DBS: Lowering target price for Sands China (01928) to HKD 22.86, global outlook remains uncertain.
This line indicates that the advantages of Sands China will surpass those of its peers. It is expected that the Londoner Macao will further enhance customer experience and promote growth in high-end mall foot traffic.
DBS released a research report, predicting that the compound annual growth rates of revenue and profit for Sands China (01928) for the fiscal years 2024 to 2026 will be 10% and 27% respectively. Considering the ongoing tense geopolitical situation and the rapidly changing global outlook, a more conservative stance is maintained, with the target price lowered from HK$26.62 to HK$22.86, and a rating of "buy".
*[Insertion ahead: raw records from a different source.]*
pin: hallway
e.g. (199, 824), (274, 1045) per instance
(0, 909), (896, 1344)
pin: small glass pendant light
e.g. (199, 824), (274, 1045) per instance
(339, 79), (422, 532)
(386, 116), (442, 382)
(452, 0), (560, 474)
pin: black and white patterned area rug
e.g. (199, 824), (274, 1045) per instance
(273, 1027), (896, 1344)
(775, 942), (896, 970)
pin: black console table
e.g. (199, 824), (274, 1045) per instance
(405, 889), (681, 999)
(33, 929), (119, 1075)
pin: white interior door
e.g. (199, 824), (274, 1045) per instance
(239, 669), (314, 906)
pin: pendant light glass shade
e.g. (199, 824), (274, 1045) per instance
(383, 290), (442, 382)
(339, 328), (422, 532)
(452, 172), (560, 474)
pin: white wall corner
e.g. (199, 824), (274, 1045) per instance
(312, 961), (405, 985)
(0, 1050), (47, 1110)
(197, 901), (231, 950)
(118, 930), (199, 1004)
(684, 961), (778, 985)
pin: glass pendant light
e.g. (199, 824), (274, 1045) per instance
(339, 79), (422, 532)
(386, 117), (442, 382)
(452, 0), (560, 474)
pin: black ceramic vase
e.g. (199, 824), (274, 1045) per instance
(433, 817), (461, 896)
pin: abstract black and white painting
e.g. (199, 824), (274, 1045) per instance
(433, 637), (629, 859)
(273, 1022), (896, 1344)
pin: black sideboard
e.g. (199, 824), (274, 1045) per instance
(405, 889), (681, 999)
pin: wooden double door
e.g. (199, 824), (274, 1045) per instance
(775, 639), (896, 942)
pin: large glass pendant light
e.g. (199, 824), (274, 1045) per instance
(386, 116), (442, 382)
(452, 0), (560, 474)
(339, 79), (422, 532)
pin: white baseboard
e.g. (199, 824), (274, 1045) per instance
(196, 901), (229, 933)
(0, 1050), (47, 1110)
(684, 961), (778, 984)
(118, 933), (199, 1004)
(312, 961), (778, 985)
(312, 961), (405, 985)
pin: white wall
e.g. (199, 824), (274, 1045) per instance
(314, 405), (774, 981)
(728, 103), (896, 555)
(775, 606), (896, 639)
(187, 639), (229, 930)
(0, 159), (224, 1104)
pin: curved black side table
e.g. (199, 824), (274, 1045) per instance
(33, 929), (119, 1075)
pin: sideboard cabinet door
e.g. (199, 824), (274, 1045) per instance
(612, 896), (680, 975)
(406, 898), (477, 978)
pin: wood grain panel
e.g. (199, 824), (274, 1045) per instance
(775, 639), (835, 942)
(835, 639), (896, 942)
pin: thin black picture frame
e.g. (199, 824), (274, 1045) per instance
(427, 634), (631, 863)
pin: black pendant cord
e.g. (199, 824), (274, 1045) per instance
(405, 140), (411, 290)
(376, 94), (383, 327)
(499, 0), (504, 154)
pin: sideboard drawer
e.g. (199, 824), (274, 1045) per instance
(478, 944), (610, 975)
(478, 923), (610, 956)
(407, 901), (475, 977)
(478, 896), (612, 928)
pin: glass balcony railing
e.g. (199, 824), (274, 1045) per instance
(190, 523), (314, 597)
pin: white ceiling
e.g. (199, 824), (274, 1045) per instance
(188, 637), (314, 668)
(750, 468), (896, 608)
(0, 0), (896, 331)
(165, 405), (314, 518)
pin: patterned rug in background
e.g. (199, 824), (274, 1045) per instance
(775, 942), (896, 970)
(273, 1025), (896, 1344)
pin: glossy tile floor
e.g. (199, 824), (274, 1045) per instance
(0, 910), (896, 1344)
The bank pointed out that Sands China's advantages will surpass those of its peers, expecting the renovation of the Londoner Macao to further enhance customer experience and drive growth in the high-end segment. With the completion of the revamp of the Venetian Macao theatre, and the low base effect from earlier renovation projects since the second quarter of this year, Sands China is expected to gain more market share in terms of gaming revenue. The report mentioned that Macau's gaming revenue increased by 1.7% year-on-year in April, and with the Golden Week performance in May being satisfactory, further acceleration of gaming revenue growth in May is expected. After upgrading its hotel facilities, Sands China should perform well in the second half of the year.